Override the results directory:

export ATTOCODE_META_HARNESS_RESULTS=/custom/path

Path logic is centralized in eval/meta_harness/paths.py.

Extending the Framework¶

Add a new tunable parameter¶

Add the field to SearchScoringConfig (or ContextAssemblyConfig) in src/attocode/integrations/context/semantic_search.py with a default value and a comment explaining what it does.
Use it somewhere in the scoring or assembly code (read via self.scoring_config.my_param or cc.my_param).
Add a (min, max) entry to PARAMETER_RANGES (or CONTEXT_PARAMETER_RANGES) in eval/meta_harness/harness_config.py.
Mention it in the LLM proposer skill .claude/skills/meta-harness-code-intel/SKILL.md if it's meant for LLM-driven optimization.

Add a new algorithmic signal¶

Implement the signal's effect on score inside _keyword_search() or as a post-fusion pass in search().
Add a *_weight field to SearchScoringConfig (default 0 disables).
Gate application on if cfg.my_signal_weight > 0: so the signal can be ablated.
Run python -m eval.meta_harness.ablation --signals my_signal to measure contribution.

Add a new evaluator¶

The evaluator implements attoswarm.research.evaluator.Evaluator.

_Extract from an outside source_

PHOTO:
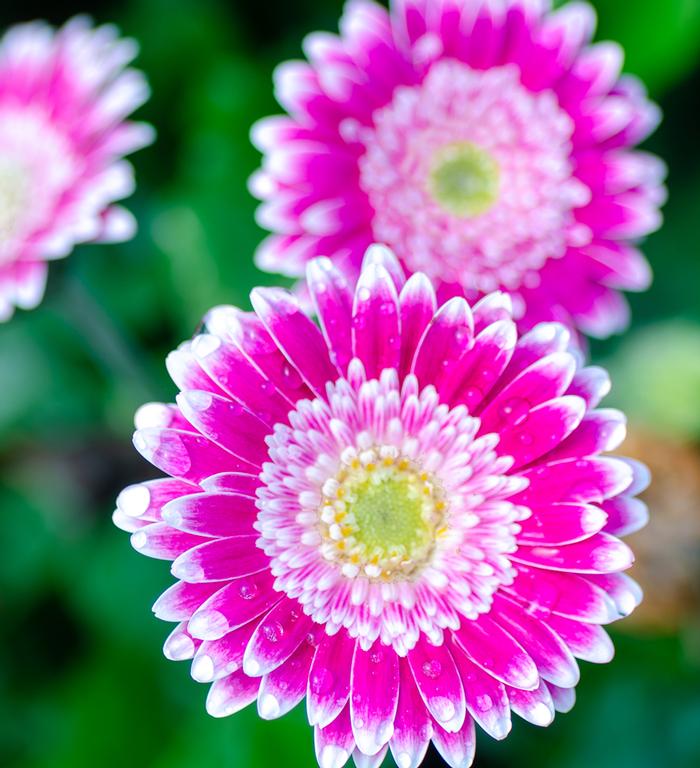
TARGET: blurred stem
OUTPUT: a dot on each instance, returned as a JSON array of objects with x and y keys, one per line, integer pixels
[{"x": 108, "y": 344}]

To add a new benchmark:

Wrap your benchmark in a class returning an EvalResult from evaluate(working_dir).
Add it to the composite metric in eval/meta_harness/evaluator.py with an appropriate weight.

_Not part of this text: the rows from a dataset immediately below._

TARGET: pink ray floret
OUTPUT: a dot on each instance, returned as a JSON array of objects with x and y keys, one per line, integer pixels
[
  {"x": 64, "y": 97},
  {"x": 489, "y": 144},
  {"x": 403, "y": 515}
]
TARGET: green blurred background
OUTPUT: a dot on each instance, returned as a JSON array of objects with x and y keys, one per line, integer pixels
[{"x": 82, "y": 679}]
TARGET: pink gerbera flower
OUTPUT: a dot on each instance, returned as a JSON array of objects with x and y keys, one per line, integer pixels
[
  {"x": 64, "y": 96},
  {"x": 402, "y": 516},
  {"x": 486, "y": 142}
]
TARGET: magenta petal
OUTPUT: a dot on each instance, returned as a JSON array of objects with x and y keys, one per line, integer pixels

Limitations & Future Work¶

Cross-encoder reranking disabled — the default ms-marco-MiniLM-L-6-v2 hurts code queries. A code-tuned cross-encoder (e.g. voyage-code-2 rerank, or a fine-tuned model) would likely flip this signal positive.
gh-cli regression (−3pt MRR) — the one repo that did not improve. Go codebases use shorter symbol names and different naming conventions than Python; the optimized boost profile doesn't fit. Per-language profiles or query-level routing would help.
Query classification not implemented (Phase 3b) — routing symbol/concept/task/structural queries to different retrieval strategies is a natural next step.
No multi-repo training balance — optimization ran on attocode+fastapi+redis, biasing defaults toward those shapes. Held-out gh-cli/pandas exposed the bias.
Frecency has zero contribution — the tracker works but no long-running user has accumulated access data against the benchmark repos. Expect non-zero in production.
Eval coverage is narrow — 30 queries × 5 repos is small. The git-derived dataset generator can expand this substantially; wire its output into the main evaluator to scale up.